There is no doubt that software suppliers will play an integral part of Ireland’s digital health journey. Corbridge is keen to build partnerships rather than supplier relations, to focus on the needs of both parties, for the best possible result: “We need to accept that there has to be money that is made from any supplier whether that’s a consultancy firm helping us or an EHR supplier. But what’s our joint goal? Where do we need to get to?”
Transparent relationships with a variety of suppliers, will help foster innovation and reduce the reliance on a single partner, he adds: “We are trying to foster a wider eco-system and relationships.”

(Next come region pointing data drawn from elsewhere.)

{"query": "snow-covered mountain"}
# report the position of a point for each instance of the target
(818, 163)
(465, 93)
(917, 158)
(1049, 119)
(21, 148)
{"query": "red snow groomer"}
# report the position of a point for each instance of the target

There is no one-size-fits-all for technology, but Corbridge insists it must meet clinical needs. Open source is an interesting prospect that Corbridge says will play a part in all of our futures, with less supplier lock-in and greater interoperability among the benefits. “We need to consider how we adopt it, I think it’s as much to do with the attitude that comes with open source, as it is to do with the actual technology.
“Actually enabling the clinician to be part of the journey and part of the process and being able to put their hands on a system and decide how the system works is a big part of it, it doesn’t necessarily need to be open source but it does need to be clinically configurable.”
Corbridge insists it’s not the type of technology that should take the limelight, it’s the impact it can have on how we manage our care. “We have this concept of how do we contextualise IT for each person, their medicine and the care they receive.”
A lot of exciting things are happening, which Ireland must continue to embrace. “We have a genomics programme starting off around epilepsy,” says Corbridge. “People get really excited about robots that can go around the ward and talk to patients, which is literally one thing that happened in one of our hospitals.”
“But we have to be mindful that there is still a long way to go,” he adds. “At the same time as genomics and robotics taking off, we have got 10,000 people delivering primary care, still writing with pens and hospitals without WiFi to support the automated systems being deployed.
“So there is a lot of work to be done to get the basics done before we leap forward into the new stuff which will bring huge benefits.”